In deze zaak heeft [gem. eiser] op 13 november 2022 beroep ingesteld tegen het niet tijdig nemen van een besluit op een aanvraag op grond van artikel 26 van de Wet waardering onroerende zaken. De aanvraag was gedaan op 14 augustus 2022, maar de heffingsambtenaar van de gemeente Amsterdam heeft geen besluit genomen. Ondanks een verzoek van de rechtbank heeft verweerder geen stukken of verweerschrift ingediend. De rechtbank heeft op basis van artikel 8:54 van de Algemene wet bestuursrecht (Awb) uitspraak gedaan zonder zitting.
De rechtbank heeft [gem. eiser] in de gelegenheid gesteld om een recente machtiging te overleggen, aangezien de overgelegde machtiging van 30 juli 2020 meer dan twee jaar oud was. De rechtbank oordeelt dat de machtiging niet voldoet aan de eisen, omdat deze niet ouder mag zijn dan één jaar. [gem. eiser] heeft volhard in zijn standpunt dat er sprake is van een doorlopende machtiging, maar de rechtbank heeft dit niet aanvaard. De rechtbank verwijst naar een recente uitspraak van de Hoge Raad waarin is geoordeeld dat een machtiging niet ouder dan één jaar moet zijn.

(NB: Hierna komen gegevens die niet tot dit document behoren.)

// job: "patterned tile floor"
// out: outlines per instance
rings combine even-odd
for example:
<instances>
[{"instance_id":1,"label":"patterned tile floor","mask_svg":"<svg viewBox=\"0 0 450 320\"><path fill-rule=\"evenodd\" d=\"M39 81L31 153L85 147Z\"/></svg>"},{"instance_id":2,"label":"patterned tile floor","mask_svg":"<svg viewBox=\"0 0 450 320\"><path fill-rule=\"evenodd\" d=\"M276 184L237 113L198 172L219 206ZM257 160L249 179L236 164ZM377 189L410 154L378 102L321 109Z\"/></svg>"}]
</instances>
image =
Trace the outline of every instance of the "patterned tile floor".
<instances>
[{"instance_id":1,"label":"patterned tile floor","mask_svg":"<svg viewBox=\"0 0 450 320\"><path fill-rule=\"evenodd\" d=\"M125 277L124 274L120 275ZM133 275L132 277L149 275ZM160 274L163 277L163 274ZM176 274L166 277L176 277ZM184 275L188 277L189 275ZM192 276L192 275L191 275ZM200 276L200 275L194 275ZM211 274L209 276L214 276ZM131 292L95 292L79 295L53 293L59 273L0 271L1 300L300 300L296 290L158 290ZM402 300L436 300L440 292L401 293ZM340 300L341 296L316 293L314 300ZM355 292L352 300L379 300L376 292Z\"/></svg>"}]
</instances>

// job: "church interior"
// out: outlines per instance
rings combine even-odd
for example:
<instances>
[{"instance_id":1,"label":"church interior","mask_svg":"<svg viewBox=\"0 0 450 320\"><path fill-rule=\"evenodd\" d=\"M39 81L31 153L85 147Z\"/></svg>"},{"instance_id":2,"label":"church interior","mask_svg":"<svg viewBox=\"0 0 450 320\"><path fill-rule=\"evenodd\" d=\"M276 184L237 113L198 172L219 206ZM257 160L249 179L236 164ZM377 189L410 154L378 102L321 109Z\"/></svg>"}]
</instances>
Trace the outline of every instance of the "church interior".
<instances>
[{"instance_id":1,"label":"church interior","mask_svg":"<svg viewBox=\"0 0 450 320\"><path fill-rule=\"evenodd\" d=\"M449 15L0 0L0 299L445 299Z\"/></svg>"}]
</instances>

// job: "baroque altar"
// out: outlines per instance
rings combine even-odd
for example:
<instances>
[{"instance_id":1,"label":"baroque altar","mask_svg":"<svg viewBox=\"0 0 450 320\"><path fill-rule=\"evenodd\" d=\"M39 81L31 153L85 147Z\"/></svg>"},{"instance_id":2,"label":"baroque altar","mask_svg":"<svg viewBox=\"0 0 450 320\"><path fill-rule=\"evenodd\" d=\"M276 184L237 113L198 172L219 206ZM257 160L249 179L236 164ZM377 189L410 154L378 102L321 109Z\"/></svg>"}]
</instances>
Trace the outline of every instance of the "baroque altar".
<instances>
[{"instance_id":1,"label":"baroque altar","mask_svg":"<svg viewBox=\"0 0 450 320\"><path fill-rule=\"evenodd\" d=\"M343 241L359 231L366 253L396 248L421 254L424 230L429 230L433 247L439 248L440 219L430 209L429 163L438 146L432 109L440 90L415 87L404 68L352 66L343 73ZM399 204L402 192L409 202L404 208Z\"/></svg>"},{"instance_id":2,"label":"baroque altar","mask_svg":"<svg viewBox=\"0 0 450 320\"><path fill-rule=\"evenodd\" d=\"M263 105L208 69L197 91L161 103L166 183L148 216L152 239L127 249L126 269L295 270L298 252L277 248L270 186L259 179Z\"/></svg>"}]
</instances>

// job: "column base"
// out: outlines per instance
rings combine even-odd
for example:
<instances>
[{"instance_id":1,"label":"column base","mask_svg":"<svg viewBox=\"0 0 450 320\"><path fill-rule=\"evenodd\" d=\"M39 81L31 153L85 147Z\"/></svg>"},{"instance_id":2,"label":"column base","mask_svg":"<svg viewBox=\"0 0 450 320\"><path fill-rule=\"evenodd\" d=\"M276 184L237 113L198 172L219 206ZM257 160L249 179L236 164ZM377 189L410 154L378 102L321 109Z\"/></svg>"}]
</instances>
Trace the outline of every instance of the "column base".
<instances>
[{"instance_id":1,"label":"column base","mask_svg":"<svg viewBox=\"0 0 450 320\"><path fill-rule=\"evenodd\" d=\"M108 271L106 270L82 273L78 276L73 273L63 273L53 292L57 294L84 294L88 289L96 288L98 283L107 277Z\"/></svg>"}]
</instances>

Uiteindelijk heeft de rechtbank geoordeeld dat het beroep kennelijk niet-ontvankelijk is, omdat de vereiste recente machtiging niet is overgelegd. De rechtbank heeft het beroep dan ook niet-ontvankelijk verklaard. Deze uitspraak is gedaan door mr. F.P. Lauwaars, rechter, en is openbaar uitgesproken. Tegen deze uitspraak kan binnen zes weken verzet worden ingesteld.